One friend adored her Mother and insisted on driving her around , gleefully, and with great love, and no resentment, till she passed at 94.

But this friend spent her days in that sort of response anyway and it was not a burden. In today's two-career households, and relatives living distantly , the modern alternatives are wonderful to keep everyone happy and fully functional.

OK?

helpful?

Elle Smith F.

Thanks for this "key" article - pun intended.

While it is a major adjustment, be comforted and strengthened to know that the personhood of the senior is great these days. They (and , one day, "we") are realists, and TIME as we age prepares us for this reality - that it is no longer a good idea to be driving. HOWEVER, thanks to awareness and action on senior quality of life issues, it can be just as happy grouping up with the other seniors on the block and arranging for drivers for work and play every day, so it does not need to be a major sorrow.......If my mother thought her day coming , when she won't drive any longer, as "giving up the keys" she'd be ill....bad title choice...demeaning.
The most important thing to remember is that it be THEIR idea to recognize that driving is no longer wise, and other ways to get out a bit every day are better.
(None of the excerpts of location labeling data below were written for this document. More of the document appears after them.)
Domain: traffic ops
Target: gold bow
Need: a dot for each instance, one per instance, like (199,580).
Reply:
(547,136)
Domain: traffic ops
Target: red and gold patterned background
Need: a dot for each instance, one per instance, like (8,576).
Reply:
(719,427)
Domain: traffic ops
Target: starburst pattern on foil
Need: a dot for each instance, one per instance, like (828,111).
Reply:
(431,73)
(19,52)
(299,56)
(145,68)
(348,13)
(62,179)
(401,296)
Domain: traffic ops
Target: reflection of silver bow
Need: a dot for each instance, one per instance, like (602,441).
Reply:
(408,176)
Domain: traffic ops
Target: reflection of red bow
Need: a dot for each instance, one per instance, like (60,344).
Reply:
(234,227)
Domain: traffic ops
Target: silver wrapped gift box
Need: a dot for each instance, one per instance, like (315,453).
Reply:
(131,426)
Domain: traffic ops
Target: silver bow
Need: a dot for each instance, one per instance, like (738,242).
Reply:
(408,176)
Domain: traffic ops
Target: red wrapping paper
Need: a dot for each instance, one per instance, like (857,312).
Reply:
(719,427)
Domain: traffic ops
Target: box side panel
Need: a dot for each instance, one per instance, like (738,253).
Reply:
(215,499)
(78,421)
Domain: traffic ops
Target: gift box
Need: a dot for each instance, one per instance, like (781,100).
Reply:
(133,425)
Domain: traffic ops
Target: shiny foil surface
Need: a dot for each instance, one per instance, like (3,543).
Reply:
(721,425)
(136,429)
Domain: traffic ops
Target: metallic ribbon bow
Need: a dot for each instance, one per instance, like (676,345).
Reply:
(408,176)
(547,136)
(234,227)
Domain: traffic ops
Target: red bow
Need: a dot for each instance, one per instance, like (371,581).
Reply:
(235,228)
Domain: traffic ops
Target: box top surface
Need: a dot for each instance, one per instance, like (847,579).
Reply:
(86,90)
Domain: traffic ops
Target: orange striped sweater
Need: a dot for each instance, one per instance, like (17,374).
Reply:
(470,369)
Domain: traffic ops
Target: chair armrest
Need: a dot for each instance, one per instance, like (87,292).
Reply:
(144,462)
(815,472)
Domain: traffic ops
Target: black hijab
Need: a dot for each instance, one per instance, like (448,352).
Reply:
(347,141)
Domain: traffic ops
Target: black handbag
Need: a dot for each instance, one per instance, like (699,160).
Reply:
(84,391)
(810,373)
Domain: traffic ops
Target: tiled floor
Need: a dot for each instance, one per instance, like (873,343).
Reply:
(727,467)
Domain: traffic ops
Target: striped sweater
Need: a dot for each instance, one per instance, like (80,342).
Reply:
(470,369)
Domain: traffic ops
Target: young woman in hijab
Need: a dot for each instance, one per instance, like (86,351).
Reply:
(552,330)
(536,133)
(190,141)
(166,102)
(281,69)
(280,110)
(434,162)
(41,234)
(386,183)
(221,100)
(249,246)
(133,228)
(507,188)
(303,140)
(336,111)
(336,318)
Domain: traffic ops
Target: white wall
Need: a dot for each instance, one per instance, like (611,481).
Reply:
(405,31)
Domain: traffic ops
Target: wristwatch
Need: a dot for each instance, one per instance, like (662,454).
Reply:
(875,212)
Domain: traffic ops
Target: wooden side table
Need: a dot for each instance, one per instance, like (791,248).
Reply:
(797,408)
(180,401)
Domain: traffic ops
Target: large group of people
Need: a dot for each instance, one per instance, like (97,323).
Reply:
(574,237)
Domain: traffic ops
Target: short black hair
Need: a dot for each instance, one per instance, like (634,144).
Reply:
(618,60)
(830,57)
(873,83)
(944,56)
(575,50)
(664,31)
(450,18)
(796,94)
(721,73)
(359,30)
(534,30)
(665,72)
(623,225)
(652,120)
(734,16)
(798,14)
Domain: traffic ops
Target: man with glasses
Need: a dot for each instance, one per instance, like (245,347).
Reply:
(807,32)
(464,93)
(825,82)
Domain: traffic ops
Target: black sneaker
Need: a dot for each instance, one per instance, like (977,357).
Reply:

As one who had an injury that blocked driving for while, I KNOW - immobilitiy does not mean a blow to autonomy....and this is important to remember.

One day it will be me again, with age and one day you.

ok?


truly
elle fagan
ellefagan.com

Marena Chen

I am 70 and my husband 75 and we still drive, even Interstate, some up to 800+KM each way. On long trips we "spell" each other. Every 2 months or so, I drive my 72 year old sister (she never drove because her husband's job entitled her to a driver) to visit her husband's grave 250km away. I feel, that as long as one is healthy and lucid, age does not matter. We don't have have children and very few surviving relatives. The very idea of not being able to drive anymore, scares the living daylights out of me. We both still work and for me, being a real estate agent, I need to drive. We both recently went for our mandatory driving test (for over 60s) and passed with flying colours and had our licences renewed for another 3 years. As I said above, age is no barrier, but health and lucidity would be. But, I suppose, the day will come when we will have to give it up - but until then, we will enjoy the ability to still be independent.